Definitely worth a listen.

------
RBr
I've found that there is a significant lack of quality, tech business startup
podcasts. I think a lot of it has to do with folks just being so busy.

I've tried to get into This Week In Startups but I usually just pick-and-
choose the good guests to download once in a while.

I've often thought that I'd like to make a podcast where every week, a new
topic is outlined. From accounting to HR to ideas and well beyond, pick one
topic every week and assemble conference segments that revolve around the
topic. Licensing and distribution rights would certainly be a challenge, but
imagine having a cross-conference view of a single topic. Build episodes into
a linear "course" of startup topics and I bet you'd really have something.

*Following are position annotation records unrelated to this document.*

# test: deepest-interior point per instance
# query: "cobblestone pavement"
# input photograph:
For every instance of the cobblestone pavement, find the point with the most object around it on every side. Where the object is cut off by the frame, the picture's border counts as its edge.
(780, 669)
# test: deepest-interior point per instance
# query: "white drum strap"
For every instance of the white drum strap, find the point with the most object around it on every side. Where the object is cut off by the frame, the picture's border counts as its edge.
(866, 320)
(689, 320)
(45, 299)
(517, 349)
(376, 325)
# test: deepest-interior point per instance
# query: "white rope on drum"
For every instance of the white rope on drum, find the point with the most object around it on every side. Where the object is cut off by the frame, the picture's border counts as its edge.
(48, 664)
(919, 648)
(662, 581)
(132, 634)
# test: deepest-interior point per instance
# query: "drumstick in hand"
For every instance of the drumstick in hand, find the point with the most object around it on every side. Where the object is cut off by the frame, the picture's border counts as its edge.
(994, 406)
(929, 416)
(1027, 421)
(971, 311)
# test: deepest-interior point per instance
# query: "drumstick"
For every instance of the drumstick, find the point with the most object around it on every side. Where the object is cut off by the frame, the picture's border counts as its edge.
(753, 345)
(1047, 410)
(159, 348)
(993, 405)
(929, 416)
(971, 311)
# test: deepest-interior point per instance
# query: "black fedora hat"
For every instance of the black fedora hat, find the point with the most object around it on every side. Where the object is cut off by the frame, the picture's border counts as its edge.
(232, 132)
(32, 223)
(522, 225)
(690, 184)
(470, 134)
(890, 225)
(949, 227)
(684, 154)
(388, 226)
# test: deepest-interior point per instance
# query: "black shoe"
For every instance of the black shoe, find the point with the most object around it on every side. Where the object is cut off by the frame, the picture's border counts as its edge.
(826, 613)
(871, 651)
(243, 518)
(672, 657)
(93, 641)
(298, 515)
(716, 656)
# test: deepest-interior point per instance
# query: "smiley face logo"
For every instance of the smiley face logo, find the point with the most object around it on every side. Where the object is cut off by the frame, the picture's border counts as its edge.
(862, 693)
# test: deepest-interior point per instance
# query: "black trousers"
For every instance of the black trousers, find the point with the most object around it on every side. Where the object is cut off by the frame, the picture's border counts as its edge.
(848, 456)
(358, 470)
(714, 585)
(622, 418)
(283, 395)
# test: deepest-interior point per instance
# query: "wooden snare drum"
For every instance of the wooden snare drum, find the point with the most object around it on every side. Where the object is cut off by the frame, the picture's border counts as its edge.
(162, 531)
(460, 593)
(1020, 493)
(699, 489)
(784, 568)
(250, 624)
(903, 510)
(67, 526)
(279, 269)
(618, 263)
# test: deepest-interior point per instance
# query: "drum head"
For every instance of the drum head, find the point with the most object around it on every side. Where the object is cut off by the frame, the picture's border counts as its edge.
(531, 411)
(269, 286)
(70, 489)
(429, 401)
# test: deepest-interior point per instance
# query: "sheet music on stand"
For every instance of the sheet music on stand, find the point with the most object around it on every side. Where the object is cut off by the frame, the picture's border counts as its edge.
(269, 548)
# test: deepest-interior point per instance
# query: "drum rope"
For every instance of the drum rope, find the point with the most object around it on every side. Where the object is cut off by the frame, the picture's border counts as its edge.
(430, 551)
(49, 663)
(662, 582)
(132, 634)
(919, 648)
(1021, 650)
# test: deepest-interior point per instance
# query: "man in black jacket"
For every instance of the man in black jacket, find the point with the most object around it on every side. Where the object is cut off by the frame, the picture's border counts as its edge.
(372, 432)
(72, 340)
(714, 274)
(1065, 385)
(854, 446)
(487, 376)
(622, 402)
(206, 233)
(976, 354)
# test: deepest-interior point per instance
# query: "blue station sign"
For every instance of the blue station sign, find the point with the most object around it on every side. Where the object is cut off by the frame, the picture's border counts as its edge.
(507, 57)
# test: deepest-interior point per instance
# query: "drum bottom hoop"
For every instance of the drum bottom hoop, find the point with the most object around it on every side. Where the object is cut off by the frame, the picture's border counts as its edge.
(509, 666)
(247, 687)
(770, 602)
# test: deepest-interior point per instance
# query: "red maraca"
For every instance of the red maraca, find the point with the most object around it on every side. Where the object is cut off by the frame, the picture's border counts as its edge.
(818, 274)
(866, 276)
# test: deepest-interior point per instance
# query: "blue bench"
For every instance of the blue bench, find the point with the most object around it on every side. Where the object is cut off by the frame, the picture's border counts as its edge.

I listen to these regularly. I think they're all quite good. Generally, I
don't listen to podcasts to solve a problem. I use them to expand my knowledge
and open my mind to new ideas. With that in mind, here is my list:

Harvard Business Review IdeaCast
<http://feeds.harvardbusiness.org/harvardbusiness/ideacast>

TedTalks <http://feeds.feedburner.com/TEDTalks_video>

The 37Signals Podcast <http://feeds.feedburner.com/37signals_podcast>

Help! My Business Sucks (give this upbeat Brit a chance, he has some good
ideas) <http://helpmybusiness.com/feed/>

They took down the Apple Podcast, but you can stream Brain Brew Radio:
<http://brainbrewradio.com/>

------
GEOD
If you are looking for real world advice from a down-to-earth guy who also
happens to have started over a dozen businesses over the past 40+ years,and
started Duquesne's entrepreneurial studies program-here's the site to load the
ipod up at <http://taeradio.com/episodes/.Ive> been listening to Ron Morris on
The American Entrepreneur for over 10 years on 1360AM in Pittsburgh,but he's
available to everyone via .com, podcast, ustream, and Talkshoe.He is truly a
man who has worked long and hard to make his own millions(and his fair share
of mistakes) and is looking to give back,unlike so many out there who are just
talking heads in love with their own voices and looking to cash in on today's
economic and business climate.He's live on weekdays 3-6PM EST and Saturdays
from9-noon,but from the link above you can download past shows anytime.He
covers all the concerns for start-ups,talking to accountants,insurance
experts,bankers and lawyers who specialize in helping everyday people trying
to realize their dreams.I wish this kind of advice had been around when I
started my business,but the advice from the show still helps me save and make
$$ after being at it for 30 years. He also has many successful internationally
known businessmen on his show and they share their start-up experiences with
him.If you're looking for real "in the trenches" info check it out-GEOD

------
Evamarie
They're hard to find, that's for sure. Even if I manage to land on an
interesting episode or two, I often lose interest as the rest of the shows
seem to fall short of that initial first impression.

One exception for me has been The American Entrepreneur, which is hosted by
Ron Morris. It's actually a radio show out of Pittsburgh, but I access it via
iTunes as I live in the Chicago area. Lots of content, tons of interviews,
interesting topics, and very helpful, practical information. He's also very
easy to listen to, which for me is a must as I listen to the podcasts when I'm
out for a run. And the show is on 6 days a week, so there's no running out of
episodes.

Here's the website: <http://taeradio.com/>

Hope this helps, Evamarie Pilipuf www.TheFlexibilityCoach.com

------
kristofferR
The Lifestyle Business Podcast is an absolutely awesome podcast about modern
business. They have decided to take payments for the first 30 episodes, but
it's so damn worth it!

<http://www.lifestylebusinesspodcast.com/>

------
jayro
Give TechZing (<http://www.techzinglive.com>) a try. It's a mix of discussions
and interviews with founders, investors and coders (Derek Sivers, Gabriel
Weinberg, etc). Disclaimer: I'm a co-host. ;)

------
joshuacc
The Startup Success podcast - <http://startuppodcast.wordpress.com/>

37signals podcast - <http://37signals.com/podcast>

Startups for the Rest of Us - <http://www.startupsfortherestofus.com/>

Traction by Gabriel Weinberg (DuckDuckGo) - <http://traction.blip.tv/>

------
donnem1968
I enjoy hearing The American Entrepreneur for sound business advice. The host,
Ron Morris, brings hands on, real world experience to the show and often has
great guests to add insight and variety to the mix.

As a consultant to small businesses I make The American Entrepreneur a part of
my daily routine because I learn something from every show and am entertained
by Mr. Morris, a serial entrepreneur.

Donn Nemchick Veterans Program Manager Riverside Center for Innovation

------
TravisBuggey
TAE (The American Entrepreneur) radio show is a very entertaining and
informative method of learning about startups and business in general.

The host, Ron Morris, a successful entrepreneur, always asks the right
questions to convey to listeners the key points that make or break a business.

<http://taeradio.com>

------
tyrelb
Andrew Warner has excellent material on Mixergy.com! Great interviews, roughly
1-hour in length... and he asks the tough questions (revenue, models, etc.),
too!

------
alc277
The ThinkVitamin Radio podcast is top notch.

<http://thinkvitamin.com/podcast/>

------
Chirag
iamstarting - <http://iamstarting.com/?cat=3>